An excellent letter in response has been written by Steven Svoboda (left), Attorneys for the Rights of the Child.
We were disappointed to see the New York Times publish an article (“Circumcision Benefits Outweigh Risks, Study Reports,” by Nicholas Bakalar; April 8, 2014) so strongly at odds with the Times’ generally high standards. A team of mostly European physicians recently concluded that the only arguable medical benefit of male circumcision is a slight reduction in urinary tract infections, but these can more cheaply and less painfully be treated with antibiotics.
Claims regarding prostate cancer and cervical cancer were disproven decades ago. Studies have suggested that female circumcision may help prevent HIV but everyone correctly avoids proposing this on grounds of medical ethics and physical integrity. The same principles bar male circumcision, as has been recently concluded by the Council of Europe and the Royal Dutch Medical Association.
No objective person could seriously question what the vast majority of studies have documented, that removal of half the surface skin of the penis seriously impacts sexuality. The vaccination analogy is incoherent as unlike circumcision, vaccination doesn’t remove functional tissue.
The New York Times should know better.
The fact that there are differences between male and female genital mutilation is usually used as a trump card by those arguing for the different treatment of males and females. The argument used is “you cannot compare apples and pears” and that is supposed to be the end of the matter.
Let us leave aside the fact that certain types of FGM have a damaging effect on the birth process, which is the essence of the trump card. No one is arguing that as long as you do not adversely affect the birth process all other forms of FGM are permissible.
Everyone would, hopefully, agree that the female genitals should be protected. If we look at the functions of the external female genitals that are protected we might come up with a list like this; the mechanical comfort of loose skin to aid intercourse, the mucosal function of lubrication and protection from infection, also the function in the case of the clitoris to initiate a deeper level of sexual arousal.
Some of the functions of the male foreskin that have been identified can easily be seen as parallels to the functions found in the external female genitalia.
The mechanical comfort of loose skin to aid intercourse, the mucosal function of lubrication and protection from infection, also the function in the case of the ridged band to initiate a deeper level of sexual arousal.

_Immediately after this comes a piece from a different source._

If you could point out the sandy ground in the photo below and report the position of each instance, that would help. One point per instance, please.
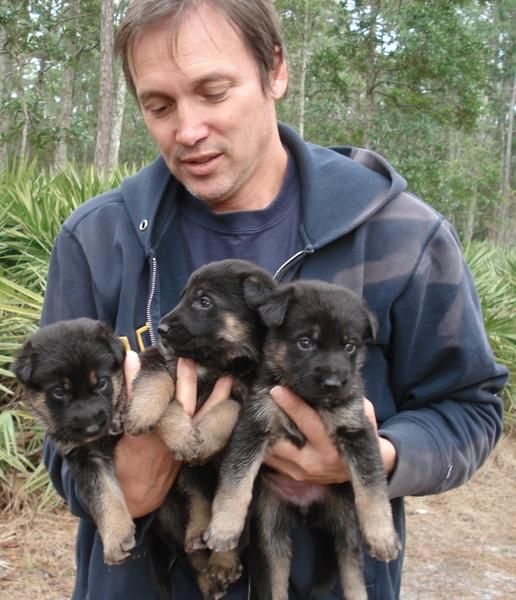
(461, 545)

Anatomical studies have shown that the foreskin is not spare skin and is in fact a specialised structure richly supplied with nerves that provide sensation during sexual intercourse and masturbation. The Sorrells study  from 2006 showed that the foreskin has the most sensitive locations on the penis. Those areas are removed by the act of circumcision. Cold and Taylor in their anatomical study “The Prepuce”  analyse the foreskin at a cellular level revealing a complex structure of nerves and blood vessels. They say in the discussion section at the end of their paper that “Excision of normal, erogenous genital tissue from healthy male or female children cannot be condoned, as the histology confirms that the external genitalia are specialized sensory tissues.”
To excise tissue that will develop into 15 square inches, or 90 square centimeters, of healthy erogenous tissue is bound to have consequences. The nerves and blood vessels severed during genital cutting do not join up across the scar line. The lifelong after effects of circumcision are poorly studied, it seems that no one wants to know what happens to the large number of men and intersex children whose sex lives are probably impaired by genital modification. It is the proponents of the practice of cutting children’s genitals who have to prove that their activities are as harmless as they claim. The fact that men who have been cut as children for the most part think they are normal is just not valid evidence. This organisation is contacted from time to time by men who have known what sex with a foreskin was like before being circumcised for a minor problem. Their correspondence is often graphic leaving little doubt that their is a major difference between the normal state and the circumcised state.